Pros: A red on light makes it easy to see if the speaker is working. The transmitter is relatively simple and easy to use with one hand, and a sound ends with a simple push of the same button that started it. Three mode buttons and five selection buttons produce a total of 15 commands for sounds, decoy motion, and scent dispersion (yes, scent dispersion). The unit is capable of playing two sounds simultaneously. The transmitter activates sound and decoy from 100 yards, decoy-only from 150 yards. Sleep mode conserves batteries after two hours of non-use. A storage compartment in the bottom of the unit stows the decoy and rod pieces, anchor stakes, and transmitter. A nylon carry strap is attached to the bottom. Cons: The decoy motor is noisy. There’s just one speaker and no auxiliary jack. You’re limited to the 10 sounds it comes loaded with. The scent dispenser fan is sort of gimmicky and a drain on the battery. Non-illuminated control buttons can’t be seen in the dark. The tiny transmitter is difficult to use with gloved hands. Test Result
OVERALL: ★ ★ ½
PRICE: $140
CONTROL RANGE: 100- 150 yards
DECOY: Yes Final Word: The scent dispenser will likely be more effective at attracting prospective buyers than coyotes.

Editor’s Take

It’s difficult to think of an outdoor pursuit about which “purists” don’t chime in to criticize any technological advance that makes the sport either more accessible, more appealing, or more effective. However, predator hunting is one that the purists haven’t yet denigrated. AR-style rifles, compound bows, crossbows, scent-control clothing, trail cameras, fish finders, and more have all incurred the wrath of those who feel that the products cheapen the experience their makers set out to improve.

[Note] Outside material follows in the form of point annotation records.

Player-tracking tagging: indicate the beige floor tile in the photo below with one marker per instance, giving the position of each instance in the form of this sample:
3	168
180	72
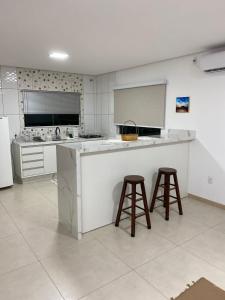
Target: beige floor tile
48	189
178	229
14	253
44	216
130	286
18	202
28	283
7	226
83	269
203	213
209	246
51	241
133	251
220	227
172	271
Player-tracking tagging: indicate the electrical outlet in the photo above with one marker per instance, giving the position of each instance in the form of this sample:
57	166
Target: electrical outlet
210	180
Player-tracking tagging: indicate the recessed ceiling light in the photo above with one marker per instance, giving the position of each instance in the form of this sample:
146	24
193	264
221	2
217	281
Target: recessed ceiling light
58	55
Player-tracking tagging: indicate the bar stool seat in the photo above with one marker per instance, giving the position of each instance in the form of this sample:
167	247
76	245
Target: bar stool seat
167	187
133	180
170	171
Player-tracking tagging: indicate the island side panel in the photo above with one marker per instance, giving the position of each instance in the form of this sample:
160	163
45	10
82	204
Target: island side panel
103	173
68	176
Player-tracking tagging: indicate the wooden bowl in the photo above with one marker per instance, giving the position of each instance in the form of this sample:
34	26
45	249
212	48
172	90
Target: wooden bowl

But you never hear anyone complain about the use of electronic callers to lure in coyotes and other predators. And thank goodness for that. It’s heartening that the entire hunting community can get behind predator management by any (legal) means necessary. After all, even if coyotes, bobcats, foxes, and wolves aren’t your preferred game species, we all hold some stake in the control of their populations, whether we enjoy hunting waterfowl, upland birds, or any of North America’s big-game species. Now that most hunting seasons are closed, consider buying an e-caller and helping manage your local predator populations.